# I need Help on starting!PLEASE HELP!



## crazyambitionz1 (Jul 21, 2009)

After reading various amounts of threads,i remain clueless on how to start.I dont know why maybe its the huge consumption of information in such a short time.
The only thing i have is a empty 20 gallon tank.
What do i need to start?
What to buy?
Type of Plants?
please help


----------



## Zapins (Jul 28, 2004)

Buy some good lights. 1x55watts of power compact light would be fine, or possibly some T5 lighting if its around. Also, get a light timer so you don't have to turn the lights on and off every day.

From there, you can start buying plants and planting them. You really only need good lights to get started.

Optional but recommended things to get after that are; substrate that is relatively small grained (not sand though), CO2 (yeast method or pressure CO2), canister filters etc...

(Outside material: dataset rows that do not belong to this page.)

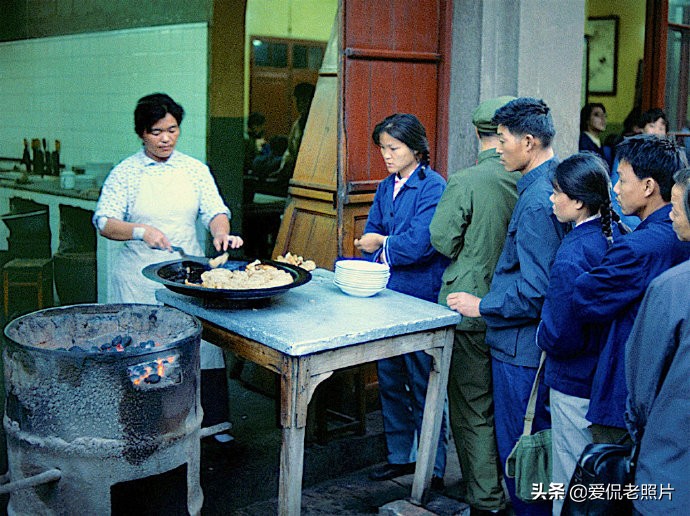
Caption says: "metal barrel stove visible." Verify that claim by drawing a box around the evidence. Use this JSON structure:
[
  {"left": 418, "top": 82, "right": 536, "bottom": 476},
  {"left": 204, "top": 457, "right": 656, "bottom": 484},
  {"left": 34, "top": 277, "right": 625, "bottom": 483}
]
[{"left": 0, "top": 304, "right": 203, "bottom": 515}]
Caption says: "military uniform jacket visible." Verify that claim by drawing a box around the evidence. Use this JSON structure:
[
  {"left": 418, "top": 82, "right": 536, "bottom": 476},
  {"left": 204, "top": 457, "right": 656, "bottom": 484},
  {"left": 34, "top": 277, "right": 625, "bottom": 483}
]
[{"left": 429, "top": 149, "right": 520, "bottom": 331}]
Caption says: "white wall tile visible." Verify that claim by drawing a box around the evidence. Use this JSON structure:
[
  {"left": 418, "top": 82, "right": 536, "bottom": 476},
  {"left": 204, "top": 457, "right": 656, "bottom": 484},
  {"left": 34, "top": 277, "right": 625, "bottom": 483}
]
[{"left": 0, "top": 23, "right": 208, "bottom": 166}]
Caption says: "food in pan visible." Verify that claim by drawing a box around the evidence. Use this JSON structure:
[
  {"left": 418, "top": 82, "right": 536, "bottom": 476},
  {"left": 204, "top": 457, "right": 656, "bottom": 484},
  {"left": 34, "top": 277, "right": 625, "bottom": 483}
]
[
  {"left": 185, "top": 260, "right": 294, "bottom": 290},
  {"left": 276, "top": 251, "right": 316, "bottom": 271},
  {"left": 208, "top": 252, "right": 229, "bottom": 269}
]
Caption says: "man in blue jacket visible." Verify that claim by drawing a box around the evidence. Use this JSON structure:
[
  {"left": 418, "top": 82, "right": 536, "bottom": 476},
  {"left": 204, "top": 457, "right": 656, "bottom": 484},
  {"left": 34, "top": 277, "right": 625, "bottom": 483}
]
[
  {"left": 448, "top": 97, "right": 566, "bottom": 515},
  {"left": 573, "top": 135, "right": 690, "bottom": 443},
  {"left": 625, "top": 168, "right": 690, "bottom": 516}
]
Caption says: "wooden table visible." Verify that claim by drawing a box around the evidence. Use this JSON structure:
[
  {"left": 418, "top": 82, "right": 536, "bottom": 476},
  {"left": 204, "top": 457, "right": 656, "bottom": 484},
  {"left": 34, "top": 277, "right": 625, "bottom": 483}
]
[{"left": 156, "top": 269, "right": 460, "bottom": 515}]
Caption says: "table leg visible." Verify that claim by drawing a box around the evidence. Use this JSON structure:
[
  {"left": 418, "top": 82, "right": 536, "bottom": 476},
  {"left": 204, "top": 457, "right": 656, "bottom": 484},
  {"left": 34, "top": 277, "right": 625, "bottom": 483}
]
[
  {"left": 278, "top": 357, "right": 333, "bottom": 516},
  {"left": 411, "top": 329, "right": 453, "bottom": 505},
  {"left": 278, "top": 427, "right": 305, "bottom": 516}
]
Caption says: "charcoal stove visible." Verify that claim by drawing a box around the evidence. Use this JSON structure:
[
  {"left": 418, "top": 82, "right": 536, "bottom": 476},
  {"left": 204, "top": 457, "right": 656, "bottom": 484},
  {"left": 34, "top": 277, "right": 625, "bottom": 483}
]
[{"left": 0, "top": 304, "right": 213, "bottom": 515}]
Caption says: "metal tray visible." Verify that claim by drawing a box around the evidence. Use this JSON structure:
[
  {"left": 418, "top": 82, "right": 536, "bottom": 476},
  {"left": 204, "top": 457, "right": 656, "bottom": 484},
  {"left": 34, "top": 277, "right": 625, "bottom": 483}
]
[{"left": 141, "top": 259, "right": 311, "bottom": 300}]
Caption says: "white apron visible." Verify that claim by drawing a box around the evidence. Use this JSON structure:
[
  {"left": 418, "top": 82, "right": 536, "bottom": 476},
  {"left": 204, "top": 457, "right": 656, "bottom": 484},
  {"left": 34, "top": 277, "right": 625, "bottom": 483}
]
[{"left": 112, "top": 164, "right": 225, "bottom": 369}]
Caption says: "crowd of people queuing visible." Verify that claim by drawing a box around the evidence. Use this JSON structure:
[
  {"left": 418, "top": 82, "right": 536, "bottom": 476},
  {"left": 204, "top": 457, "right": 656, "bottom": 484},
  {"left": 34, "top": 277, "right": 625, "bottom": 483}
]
[
  {"left": 355, "top": 97, "right": 690, "bottom": 515},
  {"left": 93, "top": 88, "right": 690, "bottom": 515}
]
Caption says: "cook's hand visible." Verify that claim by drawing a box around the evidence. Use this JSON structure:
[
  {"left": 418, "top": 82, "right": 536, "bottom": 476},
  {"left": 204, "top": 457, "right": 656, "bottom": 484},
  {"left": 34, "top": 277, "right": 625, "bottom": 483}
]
[
  {"left": 213, "top": 233, "right": 244, "bottom": 251},
  {"left": 144, "top": 226, "right": 172, "bottom": 251},
  {"left": 446, "top": 292, "right": 482, "bottom": 317},
  {"left": 355, "top": 233, "right": 385, "bottom": 253}
]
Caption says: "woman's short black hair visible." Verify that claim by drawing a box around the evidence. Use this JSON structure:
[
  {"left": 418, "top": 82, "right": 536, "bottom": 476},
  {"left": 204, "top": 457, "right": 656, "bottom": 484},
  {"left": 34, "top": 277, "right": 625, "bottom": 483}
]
[
  {"left": 491, "top": 97, "right": 556, "bottom": 147},
  {"left": 580, "top": 102, "right": 606, "bottom": 133},
  {"left": 638, "top": 108, "right": 668, "bottom": 132},
  {"left": 616, "top": 134, "right": 688, "bottom": 202},
  {"left": 371, "top": 113, "right": 429, "bottom": 165},
  {"left": 673, "top": 167, "right": 690, "bottom": 225},
  {"left": 134, "top": 93, "right": 184, "bottom": 137}
]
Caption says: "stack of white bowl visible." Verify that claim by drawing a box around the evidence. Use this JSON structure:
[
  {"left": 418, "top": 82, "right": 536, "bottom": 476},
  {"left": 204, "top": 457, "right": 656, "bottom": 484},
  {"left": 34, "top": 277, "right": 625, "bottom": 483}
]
[{"left": 333, "top": 260, "right": 391, "bottom": 297}]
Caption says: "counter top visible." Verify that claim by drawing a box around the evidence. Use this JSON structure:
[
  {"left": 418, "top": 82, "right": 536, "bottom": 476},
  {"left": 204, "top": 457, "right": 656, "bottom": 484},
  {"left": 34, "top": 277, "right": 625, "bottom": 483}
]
[
  {"left": 156, "top": 269, "right": 461, "bottom": 356},
  {"left": 0, "top": 175, "right": 100, "bottom": 201}
]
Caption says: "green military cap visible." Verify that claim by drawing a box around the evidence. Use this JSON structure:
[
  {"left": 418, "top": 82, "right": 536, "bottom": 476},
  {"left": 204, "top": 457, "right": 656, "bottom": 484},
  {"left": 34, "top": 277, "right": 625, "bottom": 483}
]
[{"left": 472, "top": 95, "right": 515, "bottom": 133}]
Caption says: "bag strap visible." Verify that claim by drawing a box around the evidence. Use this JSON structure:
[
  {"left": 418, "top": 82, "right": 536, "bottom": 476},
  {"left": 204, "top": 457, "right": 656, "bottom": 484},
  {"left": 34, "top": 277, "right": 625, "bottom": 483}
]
[{"left": 522, "top": 351, "right": 546, "bottom": 435}]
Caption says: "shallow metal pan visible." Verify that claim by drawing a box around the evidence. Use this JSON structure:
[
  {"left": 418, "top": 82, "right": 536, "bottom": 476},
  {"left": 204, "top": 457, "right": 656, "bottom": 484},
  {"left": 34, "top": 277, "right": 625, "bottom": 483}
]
[{"left": 142, "top": 258, "right": 311, "bottom": 300}]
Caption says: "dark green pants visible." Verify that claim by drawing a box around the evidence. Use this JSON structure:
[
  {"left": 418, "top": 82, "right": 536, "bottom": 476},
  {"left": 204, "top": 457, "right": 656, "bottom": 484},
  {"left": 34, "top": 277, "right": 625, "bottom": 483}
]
[{"left": 448, "top": 331, "right": 506, "bottom": 510}]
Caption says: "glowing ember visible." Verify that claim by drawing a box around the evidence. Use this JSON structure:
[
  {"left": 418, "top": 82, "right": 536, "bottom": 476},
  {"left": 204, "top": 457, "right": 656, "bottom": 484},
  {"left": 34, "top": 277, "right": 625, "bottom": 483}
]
[{"left": 127, "top": 355, "right": 181, "bottom": 387}]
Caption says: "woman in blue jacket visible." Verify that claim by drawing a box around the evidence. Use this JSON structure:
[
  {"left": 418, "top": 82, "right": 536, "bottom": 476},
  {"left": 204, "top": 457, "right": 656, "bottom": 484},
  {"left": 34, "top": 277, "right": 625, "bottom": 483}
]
[
  {"left": 355, "top": 113, "right": 448, "bottom": 488},
  {"left": 537, "top": 152, "right": 620, "bottom": 514}
]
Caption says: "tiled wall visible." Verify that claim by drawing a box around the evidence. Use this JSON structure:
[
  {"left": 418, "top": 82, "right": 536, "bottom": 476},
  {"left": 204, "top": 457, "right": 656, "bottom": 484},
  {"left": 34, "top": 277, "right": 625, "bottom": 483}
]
[{"left": 0, "top": 23, "right": 208, "bottom": 171}]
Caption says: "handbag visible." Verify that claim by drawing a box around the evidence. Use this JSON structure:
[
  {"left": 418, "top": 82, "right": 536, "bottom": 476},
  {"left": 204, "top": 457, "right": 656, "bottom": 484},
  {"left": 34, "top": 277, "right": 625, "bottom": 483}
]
[
  {"left": 506, "top": 351, "right": 551, "bottom": 503},
  {"left": 561, "top": 436, "right": 637, "bottom": 516}
]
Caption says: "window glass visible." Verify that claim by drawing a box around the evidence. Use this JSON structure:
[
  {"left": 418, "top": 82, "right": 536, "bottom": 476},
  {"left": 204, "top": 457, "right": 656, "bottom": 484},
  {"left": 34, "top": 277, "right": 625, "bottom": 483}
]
[
  {"left": 252, "top": 39, "right": 287, "bottom": 68},
  {"left": 666, "top": 27, "right": 690, "bottom": 132},
  {"left": 307, "top": 47, "right": 323, "bottom": 70},
  {"left": 668, "top": 0, "right": 690, "bottom": 25},
  {"left": 292, "top": 45, "right": 307, "bottom": 68}
]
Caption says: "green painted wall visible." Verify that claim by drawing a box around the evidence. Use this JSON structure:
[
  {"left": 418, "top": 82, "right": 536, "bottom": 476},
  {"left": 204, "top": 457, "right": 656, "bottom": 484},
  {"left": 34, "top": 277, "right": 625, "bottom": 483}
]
[
  {"left": 0, "top": 0, "right": 212, "bottom": 41},
  {"left": 586, "top": 0, "right": 645, "bottom": 132},
  {"left": 244, "top": 0, "right": 338, "bottom": 114}
]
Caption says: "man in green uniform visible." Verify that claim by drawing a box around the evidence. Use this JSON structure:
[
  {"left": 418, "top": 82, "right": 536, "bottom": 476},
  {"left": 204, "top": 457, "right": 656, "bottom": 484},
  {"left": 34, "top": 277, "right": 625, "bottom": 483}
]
[{"left": 430, "top": 97, "right": 520, "bottom": 515}]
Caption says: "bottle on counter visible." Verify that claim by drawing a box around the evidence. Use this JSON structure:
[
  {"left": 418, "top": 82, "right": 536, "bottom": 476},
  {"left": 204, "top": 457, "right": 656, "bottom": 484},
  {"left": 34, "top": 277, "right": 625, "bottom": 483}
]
[
  {"left": 41, "top": 138, "right": 53, "bottom": 176},
  {"left": 22, "top": 138, "right": 31, "bottom": 174},
  {"left": 31, "top": 138, "right": 45, "bottom": 175},
  {"left": 52, "top": 140, "right": 60, "bottom": 176},
  {"left": 60, "top": 170, "right": 77, "bottom": 190}
]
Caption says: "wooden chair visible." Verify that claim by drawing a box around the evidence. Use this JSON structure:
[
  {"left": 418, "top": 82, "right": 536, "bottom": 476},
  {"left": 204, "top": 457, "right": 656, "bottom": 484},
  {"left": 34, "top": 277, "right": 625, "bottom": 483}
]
[{"left": 2, "top": 258, "right": 53, "bottom": 320}]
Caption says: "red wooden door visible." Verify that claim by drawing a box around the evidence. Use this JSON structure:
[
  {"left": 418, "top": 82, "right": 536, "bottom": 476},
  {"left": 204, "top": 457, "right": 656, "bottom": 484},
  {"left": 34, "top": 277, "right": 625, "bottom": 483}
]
[{"left": 341, "top": 0, "right": 452, "bottom": 194}]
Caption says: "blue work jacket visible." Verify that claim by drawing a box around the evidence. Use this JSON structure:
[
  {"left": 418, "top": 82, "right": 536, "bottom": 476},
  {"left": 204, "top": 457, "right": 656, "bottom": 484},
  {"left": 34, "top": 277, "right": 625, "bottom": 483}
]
[
  {"left": 625, "top": 262, "right": 690, "bottom": 516},
  {"left": 362, "top": 166, "right": 449, "bottom": 303},
  {"left": 479, "top": 158, "right": 568, "bottom": 368},
  {"left": 537, "top": 218, "right": 621, "bottom": 399},
  {"left": 573, "top": 204, "right": 690, "bottom": 428}
]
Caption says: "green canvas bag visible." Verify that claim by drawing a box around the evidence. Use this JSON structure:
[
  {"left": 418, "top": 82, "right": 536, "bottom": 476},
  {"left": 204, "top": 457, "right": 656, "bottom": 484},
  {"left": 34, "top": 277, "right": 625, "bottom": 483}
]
[{"left": 506, "top": 351, "right": 552, "bottom": 503}]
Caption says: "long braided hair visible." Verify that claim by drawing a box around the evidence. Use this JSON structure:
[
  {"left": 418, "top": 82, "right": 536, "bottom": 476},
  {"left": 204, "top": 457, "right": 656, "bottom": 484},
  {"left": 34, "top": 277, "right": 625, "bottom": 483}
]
[{"left": 551, "top": 152, "right": 620, "bottom": 246}]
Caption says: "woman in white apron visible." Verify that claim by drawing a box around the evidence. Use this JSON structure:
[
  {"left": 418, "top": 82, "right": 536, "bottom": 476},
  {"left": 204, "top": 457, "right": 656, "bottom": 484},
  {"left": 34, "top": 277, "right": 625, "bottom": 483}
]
[{"left": 93, "top": 93, "right": 243, "bottom": 440}]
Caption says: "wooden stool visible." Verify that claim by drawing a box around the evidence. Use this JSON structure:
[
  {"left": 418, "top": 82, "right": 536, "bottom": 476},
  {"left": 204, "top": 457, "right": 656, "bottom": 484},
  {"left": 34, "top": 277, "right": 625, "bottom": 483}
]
[{"left": 2, "top": 258, "right": 53, "bottom": 319}]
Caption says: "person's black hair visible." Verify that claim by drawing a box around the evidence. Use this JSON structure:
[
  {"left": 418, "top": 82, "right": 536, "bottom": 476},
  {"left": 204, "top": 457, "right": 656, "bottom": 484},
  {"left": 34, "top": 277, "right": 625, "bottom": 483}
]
[
  {"left": 477, "top": 129, "right": 498, "bottom": 138},
  {"left": 292, "top": 82, "right": 316, "bottom": 100},
  {"left": 268, "top": 135, "right": 288, "bottom": 156},
  {"left": 638, "top": 108, "right": 668, "bottom": 132},
  {"left": 616, "top": 134, "right": 688, "bottom": 202},
  {"left": 134, "top": 93, "right": 184, "bottom": 137},
  {"left": 491, "top": 97, "right": 556, "bottom": 147},
  {"left": 371, "top": 113, "right": 429, "bottom": 166},
  {"left": 580, "top": 102, "right": 606, "bottom": 133},
  {"left": 247, "top": 111, "right": 266, "bottom": 127},
  {"left": 673, "top": 167, "right": 690, "bottom": 220},
  {"left": 622, "top": 106, "right": 642, "bottom": 136},
  {"left": 551, "top": 152, "right": 619, "bottom": 245}
]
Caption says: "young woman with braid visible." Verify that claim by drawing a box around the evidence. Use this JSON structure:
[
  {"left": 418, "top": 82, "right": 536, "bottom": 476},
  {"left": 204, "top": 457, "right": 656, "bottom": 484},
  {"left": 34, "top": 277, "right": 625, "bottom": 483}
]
[{"left": 537, "top": 152, "right": 621, "bottom": 514}]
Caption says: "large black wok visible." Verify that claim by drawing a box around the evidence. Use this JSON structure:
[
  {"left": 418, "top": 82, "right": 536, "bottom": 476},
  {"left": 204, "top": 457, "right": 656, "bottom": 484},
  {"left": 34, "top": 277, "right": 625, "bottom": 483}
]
[{"left": 142, "top": 259, "right": 311, "bottom": 300}]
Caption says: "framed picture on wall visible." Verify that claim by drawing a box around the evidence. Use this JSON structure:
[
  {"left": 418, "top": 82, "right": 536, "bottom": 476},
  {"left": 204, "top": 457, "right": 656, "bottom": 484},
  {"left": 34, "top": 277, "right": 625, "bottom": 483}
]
[{"left": 585, "top": 16, "right": 619, "bottom": 95}]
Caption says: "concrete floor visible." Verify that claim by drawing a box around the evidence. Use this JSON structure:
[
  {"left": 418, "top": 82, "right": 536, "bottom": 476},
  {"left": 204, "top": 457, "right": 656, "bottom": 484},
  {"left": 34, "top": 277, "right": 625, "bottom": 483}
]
[{"left": 0, "top": 356, "right": 467, "bottom": 516}]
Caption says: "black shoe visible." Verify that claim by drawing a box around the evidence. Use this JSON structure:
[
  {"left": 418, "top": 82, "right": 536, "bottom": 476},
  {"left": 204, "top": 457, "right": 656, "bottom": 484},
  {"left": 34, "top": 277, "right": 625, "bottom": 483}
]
[
  {"left": 470, "top": 507, "right": 509, "bottom": 516},
  {"left": 431, "top": 475, "right": 446, "bottom": 491},
  {"left": 369, "top": 462, "right": 415, "bottom": 480}
]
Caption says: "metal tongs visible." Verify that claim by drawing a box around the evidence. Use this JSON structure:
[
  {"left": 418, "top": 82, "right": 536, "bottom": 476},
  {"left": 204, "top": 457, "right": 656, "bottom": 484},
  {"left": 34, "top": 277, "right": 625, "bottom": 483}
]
[{"left": 170, "top": 245, "right": 230, "bottom": 269}]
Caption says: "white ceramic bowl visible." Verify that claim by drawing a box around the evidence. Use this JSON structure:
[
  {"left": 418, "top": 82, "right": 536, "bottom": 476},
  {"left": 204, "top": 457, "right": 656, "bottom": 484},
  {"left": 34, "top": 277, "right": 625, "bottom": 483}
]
[
  {"left": 334, "top": 282, "right": 383, "bottom": 297},
  {"left": 335, "top": 260, "right": 390, "bottom": 273}
]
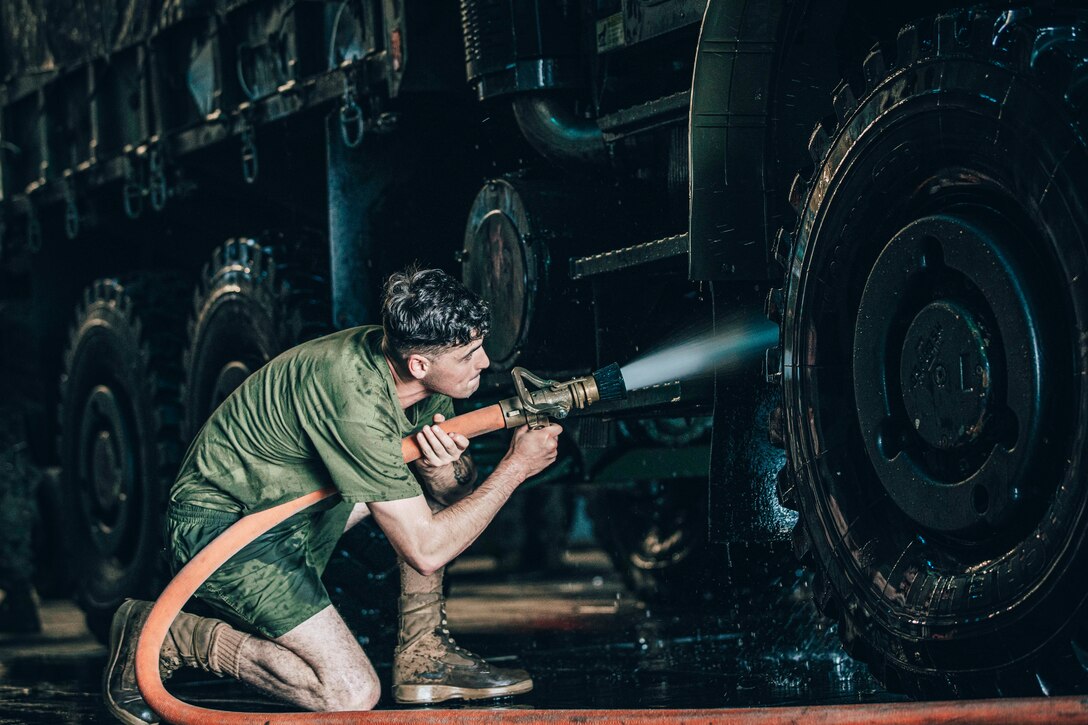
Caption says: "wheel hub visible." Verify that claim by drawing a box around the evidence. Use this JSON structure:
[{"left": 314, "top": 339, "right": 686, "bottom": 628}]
[
  {"left": 853, "top": 209, "right": 1044, "bottom": 536},
  {"left": 79, "top": 385, "right": 138, "bottom": 554},
  {"left": 900, "top": 299, "right": 992, "bottom": 451},
  {"left": 91, "top": 430, "right": 121, "bottom": 509}
]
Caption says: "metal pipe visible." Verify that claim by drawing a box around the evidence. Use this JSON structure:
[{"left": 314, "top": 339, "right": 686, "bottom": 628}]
[{"left": 514, "top": 93, "right": 608, "bottom": 167}]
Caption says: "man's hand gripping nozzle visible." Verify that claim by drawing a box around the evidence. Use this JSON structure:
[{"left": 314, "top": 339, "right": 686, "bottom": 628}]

Fertilizers are recommended too especially with good lights, you have lots of choices, you can use dry chemicals or liquid fertilizers like flourish, sea chem, etc... or check out http://www.aquariumfertilizer.com/index.asp?Option1=cats&Edit=2&EditU=1&Regit=2 you will need KNO3 (nitrates), K2SO4 (potassium and sulfur), KPO4 (phosphates), CaCl (calcium), MgSO4 (magnesium), and CSM+B (trace nutrients) to get started. Dry chemicals will last you several years, liquid ones will last a few weeks and will cost you more in the long run.

The types of plants are up to you, I recommend lots of stem plants and fast growing ones until you learn the ropes. Check out the plant finder http://www.aquaticplantcentral.com/forumapc/plantfinder/all.php to see which ones you like.

Just dive into it, don't worry about getting things wrong, everyone gets algae and makes mistakes along the way, just wing it and have some fun!


----------



## Avi (Apr 7, 2004)

Zapins said:


> Buy some good lights....Optional but recommended things to get after that are; substrate that is relatively small grained (not sand though), CO2 (yeast method or pressure CO2), canister filters etc...
> 
> Fertilizers are recommended too especially with good lights, you have lots of choices, you can use dry chemicals or liquid fertilizers like flourish, sea chem, etc... or check out http://www.aquariumfertilizer.com/index.asp?Option1=cats&Edit=2&EditU=1&Regit=2 you will need KNO3 (nitrates), K2SO4 (potassium and sulfur), KPO4 (phosphates), CaCl (calcium), MgSO4 (magnesium), and CSM+B (trace nutrients) to get started. Dry chemicals will last you several years, liquid ones will last a few weeks and will cost you more in the long run.
> 
> ...


I agree with _just about everything _ Zapins said. The only thing that I don't agree with is that I'd say that some basic choices ought to be made before you start, so to at least avoid spending unnecessarily on equipment that you may not want or may be to limiting for you. There are many different ways to do a planted aquarium. At least, that's what I've heard. Hehe...I've found the way that works for me, but ways that I've seen recommended by other people hadn't. So, the first thing I think you ought to do is decide on whether you think you're going to be into this endeavor or not. Then...*read about low-tech and high-tech*. That's basically where I'd say that the choice needs to be made.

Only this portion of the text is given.